Chiaramente questo lavoro non è orientato a caldeggiare l’introduzione di un’imposizione di tal guisa, sicuramente, però, si deve ammettere che l’attuale sistema impositivo potrebbe non essere efficace nell’intercettare nuove manifestazioni di ricchezza in questa nuova economia. Non tanto per quanto attiene il tema dell’imposizione sul consumo, la quale, per la sua struttura, è naturalmente più adatta e adattabile ai cambiamenti socioeconomici, ma per l’imposizione diretta personale, la quale soffriva già una globalizzazione che rende alquanto difficile per gli ordinamenti nazionali una efficace determinazione degli imponibili. Dunque, appare lecito domandarsi, se in quest’epoca altamente digitalizzata e alla luce dei modelli d’impresa in concreto implementati, siano ancora validi alcuni assiomi classici dell’imposizione reddituale societaria e se, d’altra parte, non sia necessario operare anche un cambiamento radicale degli stessi.
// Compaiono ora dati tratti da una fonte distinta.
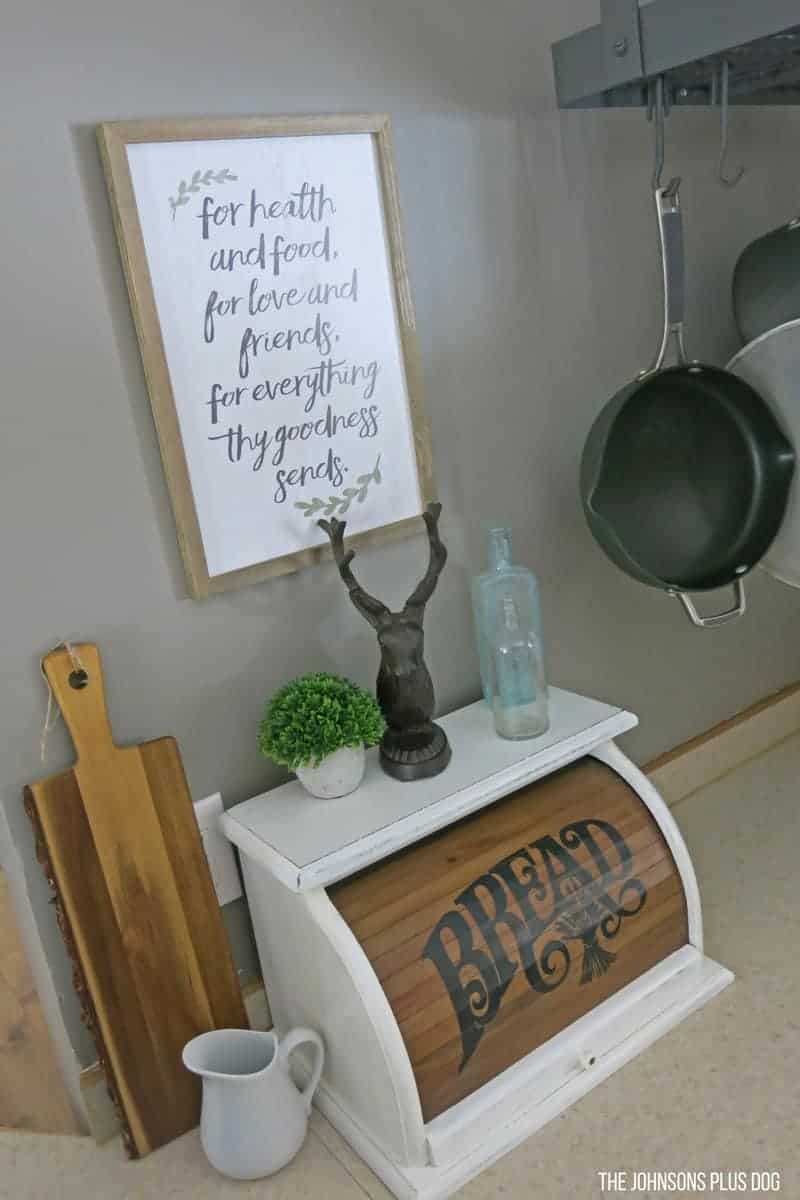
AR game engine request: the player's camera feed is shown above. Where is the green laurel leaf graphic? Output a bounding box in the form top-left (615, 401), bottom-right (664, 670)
top-left (296, 456), bottom-right (383, 520)
top-left (168, 168), bottom-right (238, 219)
In termini ancora più generali, si noti che la moltitudine di proposte che sono state avanzate tese a tassare le attività digitali siano l’indice più evidente del grado dell’insoddisfazione verso le categorie giuridiche tributarie attuali e, in generale, verso il diritto tributario globalmente considerate, il quale non può isolarsi dalla realtà attuale e non può non adattarsi alla stessa nel più breve tempo possibile, imponendo un ruolo statico e non più adeguato all’evoluzione sociale ed economica della realtà circostante.